Diversity and Novelty as Objectives in Poker
Abstract
Evolutionary algorithms are capable to lead to efficient solutions without a predefined design and few human bias. However, they can be prone to early convergence and may be deceived by a non-informative or deceptive fitness function, and thus the agents may end up as suboptimal solutions or not be able to solve the task. Diversity maintenance and novelty search are methods developed to deal with these drawbacks. The first method modifies the evolution so agents are selected based on their fitness and their diversity. Novelty search builds on top of it, and evolve individuals that are not only diverse, but that also possess novel behaviors.

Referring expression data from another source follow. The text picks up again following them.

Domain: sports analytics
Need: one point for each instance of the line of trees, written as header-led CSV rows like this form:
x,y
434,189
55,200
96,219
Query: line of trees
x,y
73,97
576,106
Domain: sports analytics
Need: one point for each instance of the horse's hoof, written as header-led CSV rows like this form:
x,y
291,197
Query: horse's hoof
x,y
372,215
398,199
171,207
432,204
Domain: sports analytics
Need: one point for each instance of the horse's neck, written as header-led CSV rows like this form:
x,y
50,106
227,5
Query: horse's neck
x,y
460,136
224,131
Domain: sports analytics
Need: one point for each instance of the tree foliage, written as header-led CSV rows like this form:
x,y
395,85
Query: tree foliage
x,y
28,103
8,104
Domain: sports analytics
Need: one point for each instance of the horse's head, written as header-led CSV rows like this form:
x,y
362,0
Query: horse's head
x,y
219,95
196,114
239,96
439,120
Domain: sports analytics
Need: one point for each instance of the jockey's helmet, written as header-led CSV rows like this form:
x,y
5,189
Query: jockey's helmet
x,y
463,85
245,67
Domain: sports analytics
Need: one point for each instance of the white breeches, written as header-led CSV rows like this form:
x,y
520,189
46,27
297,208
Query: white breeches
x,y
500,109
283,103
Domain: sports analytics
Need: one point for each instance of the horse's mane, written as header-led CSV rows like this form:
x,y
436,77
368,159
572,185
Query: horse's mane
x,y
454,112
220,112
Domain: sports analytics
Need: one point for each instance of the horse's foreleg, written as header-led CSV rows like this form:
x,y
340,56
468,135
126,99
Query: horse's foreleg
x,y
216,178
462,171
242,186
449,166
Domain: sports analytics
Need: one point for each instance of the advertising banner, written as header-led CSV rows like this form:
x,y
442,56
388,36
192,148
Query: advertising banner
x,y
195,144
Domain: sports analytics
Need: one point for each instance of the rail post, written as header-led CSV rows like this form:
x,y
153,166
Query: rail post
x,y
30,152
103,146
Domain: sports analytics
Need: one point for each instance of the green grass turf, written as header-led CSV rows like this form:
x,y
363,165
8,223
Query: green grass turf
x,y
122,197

Currently that are no studies on diversity and novelty for tasks that possess both deceptive properties and large amounts of ambiguity. In this work Heads-up Texas Hold'em Poker is used to provide a domain exhibiting both properties simultaneously. Specifically, Poker contains ambiguity due to imperfect information, stochasticity, and intransitivity. It is also deceptive, due to the complex strategies necessary to perform well in the game, such as bluffing. Finally, this poker variant also contains a behavior space that is extremely large, due to its many game states and decision points. This thesis investigates if diversity maintenance and novelty search are still beneficial under a task that posses these features. These techniques are compared between themselves and between the classic evolutionary method. The goal is to analyze if these methods improve the diversity in the population, and if it leads to an improved performance. This work does not aim to develop a world-class poker player, but to assess the significance of diversity and novelty search.
The results show that diversity maintenance methods were not only able to produce a diverse range of strategies for poker, but also to produce statistically better strategies than in a scenario with no diversity.